Justin P. Gonzalez, 22, of Mission, will again stand trial next month for involuntary manslaughter in connection with the Feb. 25, 2012, death of Nicholas J. Sardina, a 27-year-old Lawrence man.
Sardina’s father, Joseph Sardina, has also filed a separate wrongful death suit against both Gonzalez and the host of the party at which his son was struck in the head with a beer bottle.
The May 28 retrial is expected to again span two weeks. In December, District Judge Peggy Kittel declared a mistrial after a jury split on whether Gonzalez used excessive force when he swung a beer bottle that hit Sardina after Sardina allegedly attacked a friend. Tuesday’s motions hearing in the case was rescheduled for April 25 after an undisclosed emergency requiring the judge’s attention forced its postponement.
Sarah Swain, Gonzalez’s attorney, said Tuesday that she wants the court to compel prosecutors to separate the charge into three counts and require that the jury find Gonzalez guilty of all three, creating a “stronger burden of proof.” Swain said the charge alleges that Gonzalez “acted recklessly” in swinging the bottle, that he committed involuntary manslaughter during the course of committing battery against Sardina and that Gonzalez acted in a lawful manner (self-defense) but did so in an unlawful way using unreasonable force.
“As confused as the jurors were last time it seemed like they needed guidance from the state regarding those different options to choose from,” Swain said.
Swain also wants Kittel to reconsider a ruling in the previous trial that the defense cannot admit evidence of Sardina’s “propensity for violence.” The day of the 2012 party, Sardina was sentenced in Douglas County for a July 2011 battery charge. “The jury should know what his reputation was for violence,” Swain said.
In response, prosecutors have called such evidence irrelevant and that "the sole reason the defendant continues to aggressively pursue" admitting the evidence is to question Nicholas Sardina's character.
Meanwhile, Joseph Sardina is seeking at least $75,000 in damages in a civil suit against Gonzalez and Whitney Beck, who hosted the 2012 party. Joseph Sardina alleged that Beck “failed to adequately supervise and control the guests she invited,” including Gonzalez, “who was under the legal drinking age” at the time. Joseph Sardina’s attorney, Timothy Riling, said the civil case has not yet reached the discovery phase, which he anticipated would begin once Beck, who now lives in Overland Park, filed an answer to the petition. Once she responds, Riling said several months of discovery would follow and a trial date would be set.

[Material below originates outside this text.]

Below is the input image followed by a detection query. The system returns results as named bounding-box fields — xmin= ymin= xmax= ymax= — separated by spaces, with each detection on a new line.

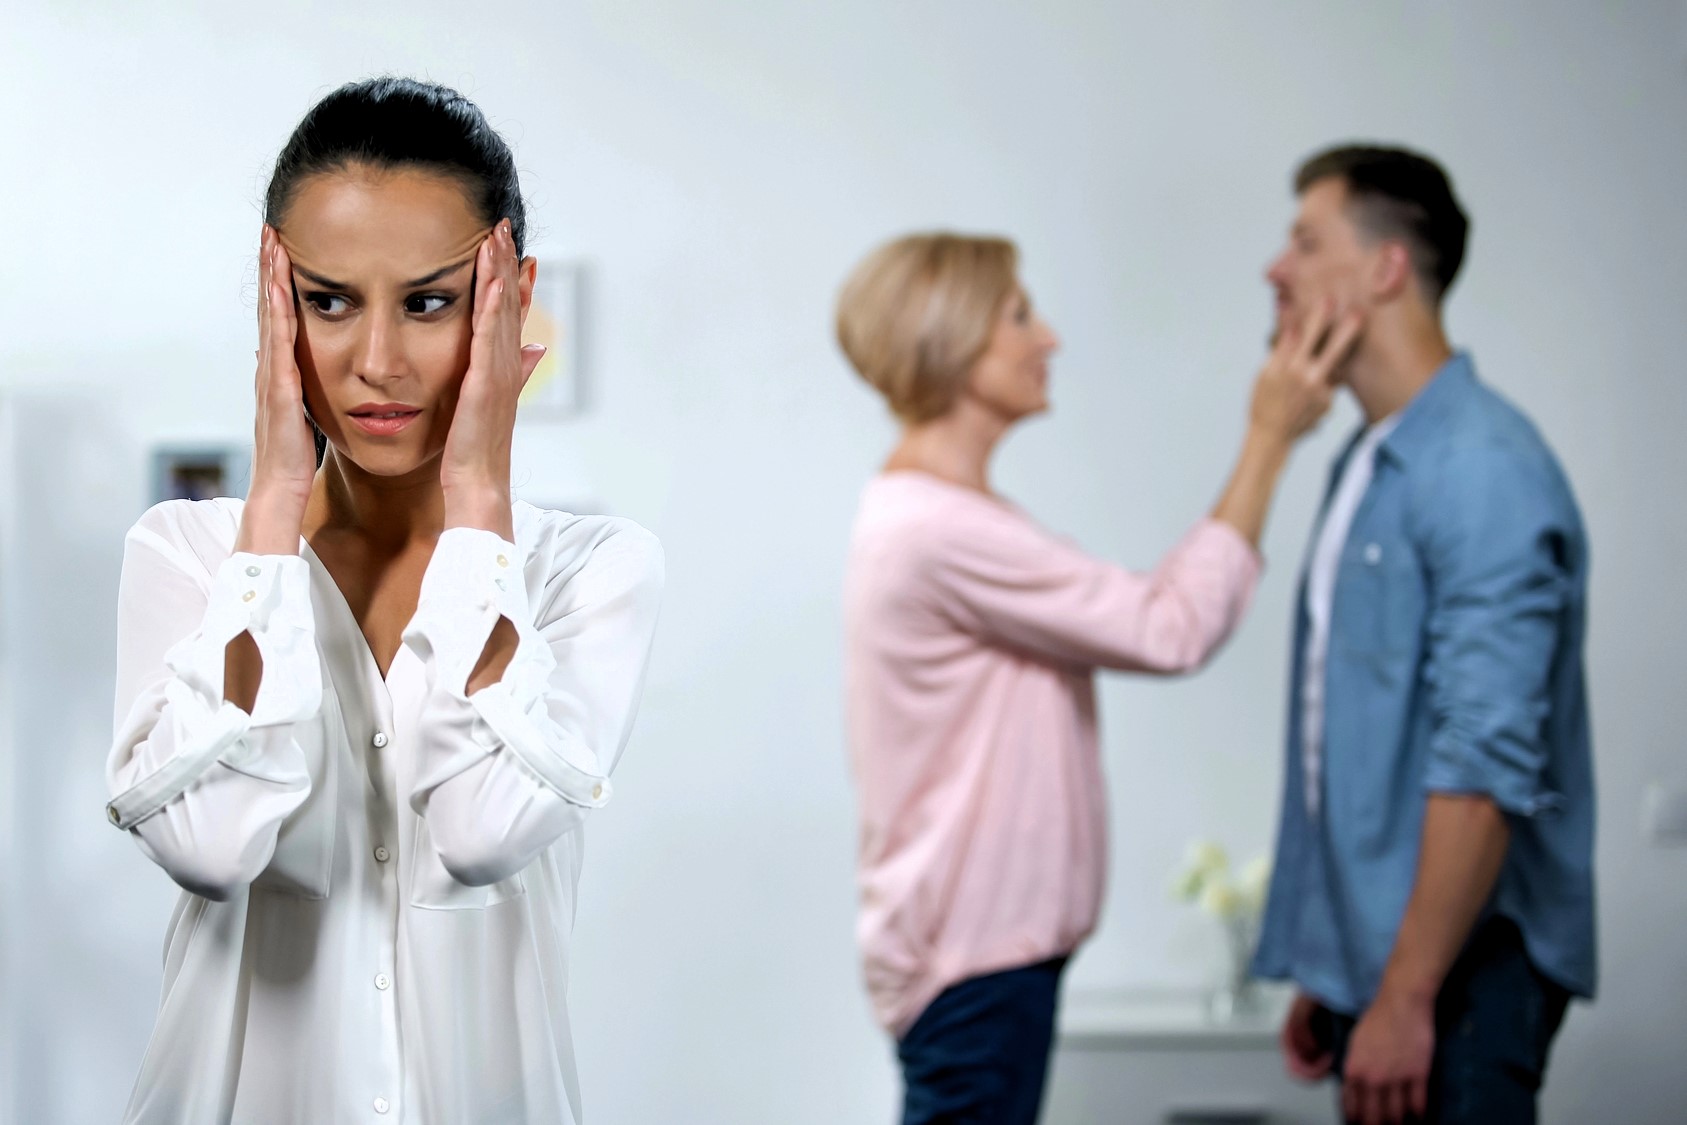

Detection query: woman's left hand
xmin=442 ymin=218 xmax=546 ymax=537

Gonzalez, meanwhile, has filed a response asking that the suit be dismissed and claimed that “any injury or damage to (Sardina) was caused and/or contributed to be caused by and through the carelessness, negligence and/or fault” of Sardina.
Gonzalez wrote that “his use of force was permitted as self defense because he reasonably believed physical force was necessary to defend himself against (Sardina’s) imminent use of unlawful force.” Gonzalez also claimed that his use of force was necessary to defend another person from Sardina.